I was at ExCel earlier this week for Microsoft’s annual Future Decoded event. Future Decoded’s a combination of big-picture keynote speeches – Internet of Things, quantum computing, artificial intelligence – and focused talks on current and future Microsoft technology like ASP.NET 5, Windows 10, the new Roslyn compiler infrastructure. It’s always an excellent event, but something that really jumped out at me this year was a talk by Chris Bishop from Microsoft Research about Project Oxford, a set of AI services for dealing with speech, natural language – and human faces. As you can appreciate, human faces are a hugely important part of casting. From 10×8″ headshots to online portfolios, a performer’s photographs have always been an essential part of any sort of casting service, and Spotlight is no different.

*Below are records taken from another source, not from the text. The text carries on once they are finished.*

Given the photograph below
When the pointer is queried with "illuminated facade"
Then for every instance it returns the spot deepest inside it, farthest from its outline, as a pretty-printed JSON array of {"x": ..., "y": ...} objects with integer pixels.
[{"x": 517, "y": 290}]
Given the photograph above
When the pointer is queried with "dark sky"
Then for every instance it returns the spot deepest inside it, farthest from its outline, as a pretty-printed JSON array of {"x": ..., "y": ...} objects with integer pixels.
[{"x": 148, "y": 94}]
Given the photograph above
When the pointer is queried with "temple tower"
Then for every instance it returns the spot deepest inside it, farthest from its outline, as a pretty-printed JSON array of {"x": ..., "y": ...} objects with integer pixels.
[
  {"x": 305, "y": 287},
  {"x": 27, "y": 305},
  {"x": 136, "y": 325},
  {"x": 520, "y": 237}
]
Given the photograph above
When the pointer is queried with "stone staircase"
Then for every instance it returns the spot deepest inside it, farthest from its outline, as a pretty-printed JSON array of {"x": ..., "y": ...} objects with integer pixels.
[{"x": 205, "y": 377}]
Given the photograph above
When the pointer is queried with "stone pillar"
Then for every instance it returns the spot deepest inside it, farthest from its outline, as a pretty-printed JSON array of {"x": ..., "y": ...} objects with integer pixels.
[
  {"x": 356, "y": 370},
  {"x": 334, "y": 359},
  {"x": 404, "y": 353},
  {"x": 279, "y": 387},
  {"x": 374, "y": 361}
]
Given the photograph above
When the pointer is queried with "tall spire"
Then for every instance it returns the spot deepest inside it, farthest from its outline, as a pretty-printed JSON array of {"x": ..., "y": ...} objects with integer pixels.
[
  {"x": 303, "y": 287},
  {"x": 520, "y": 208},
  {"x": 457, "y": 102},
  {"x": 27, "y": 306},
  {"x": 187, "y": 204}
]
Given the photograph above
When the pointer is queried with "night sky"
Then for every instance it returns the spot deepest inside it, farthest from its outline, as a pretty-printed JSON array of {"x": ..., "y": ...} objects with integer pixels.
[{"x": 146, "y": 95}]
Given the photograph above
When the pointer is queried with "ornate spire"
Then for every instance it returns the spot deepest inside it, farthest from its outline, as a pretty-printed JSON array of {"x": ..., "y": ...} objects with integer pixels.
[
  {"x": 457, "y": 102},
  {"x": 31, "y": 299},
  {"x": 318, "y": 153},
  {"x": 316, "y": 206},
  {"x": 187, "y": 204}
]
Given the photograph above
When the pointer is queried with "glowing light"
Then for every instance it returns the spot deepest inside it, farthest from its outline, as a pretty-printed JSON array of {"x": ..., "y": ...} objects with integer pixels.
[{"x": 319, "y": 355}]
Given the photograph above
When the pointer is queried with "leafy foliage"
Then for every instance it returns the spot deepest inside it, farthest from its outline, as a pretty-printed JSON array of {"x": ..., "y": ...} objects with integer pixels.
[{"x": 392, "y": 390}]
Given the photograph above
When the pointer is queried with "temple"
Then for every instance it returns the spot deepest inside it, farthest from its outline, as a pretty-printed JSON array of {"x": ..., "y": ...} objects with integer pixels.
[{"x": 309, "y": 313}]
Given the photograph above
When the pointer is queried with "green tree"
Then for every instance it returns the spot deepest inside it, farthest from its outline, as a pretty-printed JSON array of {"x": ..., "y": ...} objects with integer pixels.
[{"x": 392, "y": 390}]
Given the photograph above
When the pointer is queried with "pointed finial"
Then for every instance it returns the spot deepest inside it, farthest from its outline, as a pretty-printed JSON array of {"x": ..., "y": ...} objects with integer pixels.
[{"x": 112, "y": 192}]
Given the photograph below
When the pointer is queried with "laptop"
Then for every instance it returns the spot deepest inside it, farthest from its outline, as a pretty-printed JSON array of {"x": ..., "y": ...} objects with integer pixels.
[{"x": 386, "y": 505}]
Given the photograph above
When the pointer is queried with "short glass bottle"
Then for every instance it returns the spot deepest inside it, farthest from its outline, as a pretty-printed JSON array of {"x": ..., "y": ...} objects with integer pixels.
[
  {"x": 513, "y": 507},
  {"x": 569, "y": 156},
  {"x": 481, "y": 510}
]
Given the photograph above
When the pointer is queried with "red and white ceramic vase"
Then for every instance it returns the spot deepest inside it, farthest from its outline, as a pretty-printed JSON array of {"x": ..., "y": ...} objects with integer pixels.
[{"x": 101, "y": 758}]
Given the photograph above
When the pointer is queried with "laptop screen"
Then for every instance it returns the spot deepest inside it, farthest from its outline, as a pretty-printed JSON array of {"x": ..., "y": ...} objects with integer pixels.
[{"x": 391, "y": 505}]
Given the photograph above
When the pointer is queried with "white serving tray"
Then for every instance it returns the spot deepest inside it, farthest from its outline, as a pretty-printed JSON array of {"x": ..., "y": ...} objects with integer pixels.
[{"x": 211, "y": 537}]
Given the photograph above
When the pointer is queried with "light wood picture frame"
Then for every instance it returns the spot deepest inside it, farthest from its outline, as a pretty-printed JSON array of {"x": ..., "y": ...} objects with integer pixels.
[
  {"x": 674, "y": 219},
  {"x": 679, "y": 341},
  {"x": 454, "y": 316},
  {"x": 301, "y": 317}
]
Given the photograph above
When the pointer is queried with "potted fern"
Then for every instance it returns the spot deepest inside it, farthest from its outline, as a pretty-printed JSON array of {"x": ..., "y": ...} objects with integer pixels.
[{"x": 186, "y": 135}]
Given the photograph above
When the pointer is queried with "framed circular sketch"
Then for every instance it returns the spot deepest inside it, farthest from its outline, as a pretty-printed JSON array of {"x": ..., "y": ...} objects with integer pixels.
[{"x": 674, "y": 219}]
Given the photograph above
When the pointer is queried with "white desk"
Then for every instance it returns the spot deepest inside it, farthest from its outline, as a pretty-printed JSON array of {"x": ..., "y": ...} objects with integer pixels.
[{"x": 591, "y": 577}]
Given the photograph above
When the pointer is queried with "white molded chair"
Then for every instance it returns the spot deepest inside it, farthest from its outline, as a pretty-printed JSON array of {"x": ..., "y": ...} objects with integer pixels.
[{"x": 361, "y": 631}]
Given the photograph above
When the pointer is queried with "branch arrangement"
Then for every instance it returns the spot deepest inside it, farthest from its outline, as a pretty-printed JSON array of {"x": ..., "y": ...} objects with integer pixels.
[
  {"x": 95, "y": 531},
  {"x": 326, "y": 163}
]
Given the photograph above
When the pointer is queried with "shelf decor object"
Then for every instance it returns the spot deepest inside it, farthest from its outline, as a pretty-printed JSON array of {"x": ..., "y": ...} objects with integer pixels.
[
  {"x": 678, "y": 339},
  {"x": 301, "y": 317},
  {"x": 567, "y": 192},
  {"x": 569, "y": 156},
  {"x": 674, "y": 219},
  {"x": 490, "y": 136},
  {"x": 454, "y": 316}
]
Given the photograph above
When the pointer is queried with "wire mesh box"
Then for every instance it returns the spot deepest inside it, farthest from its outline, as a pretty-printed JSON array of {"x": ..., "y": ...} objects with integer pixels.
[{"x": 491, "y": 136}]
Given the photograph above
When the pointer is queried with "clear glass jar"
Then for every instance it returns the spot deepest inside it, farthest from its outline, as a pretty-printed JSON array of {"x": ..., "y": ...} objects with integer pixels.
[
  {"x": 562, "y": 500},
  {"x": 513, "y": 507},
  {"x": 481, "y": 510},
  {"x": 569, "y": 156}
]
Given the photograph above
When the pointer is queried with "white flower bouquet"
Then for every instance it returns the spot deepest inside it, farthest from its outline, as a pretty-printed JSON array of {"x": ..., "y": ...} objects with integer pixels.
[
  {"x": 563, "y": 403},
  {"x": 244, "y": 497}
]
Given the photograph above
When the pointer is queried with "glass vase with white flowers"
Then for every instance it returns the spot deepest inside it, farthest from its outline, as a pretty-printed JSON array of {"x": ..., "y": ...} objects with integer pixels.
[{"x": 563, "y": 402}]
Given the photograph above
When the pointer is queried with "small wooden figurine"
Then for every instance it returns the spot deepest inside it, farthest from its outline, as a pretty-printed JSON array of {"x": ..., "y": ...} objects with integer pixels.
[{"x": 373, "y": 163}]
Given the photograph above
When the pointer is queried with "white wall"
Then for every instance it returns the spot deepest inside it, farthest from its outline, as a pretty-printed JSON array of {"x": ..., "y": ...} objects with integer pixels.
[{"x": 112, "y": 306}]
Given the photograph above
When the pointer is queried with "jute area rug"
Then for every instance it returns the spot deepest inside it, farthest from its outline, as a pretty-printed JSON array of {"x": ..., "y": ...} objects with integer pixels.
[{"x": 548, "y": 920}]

We humans are sociable animals, and one of the things we are astonishingly good at is recognising each other’s faces – our parents, our friends, celebrities, even the grainy photocopies in the picture round of your local pub quiz. This capacity to detect and recognise faces is vital to our social groups and communities, and accurate face recognition has long been one of the holy grails of artificial intelligence research. Over the last decade, there’s been some remarkable developments in the areas of computer vision associated with human faces.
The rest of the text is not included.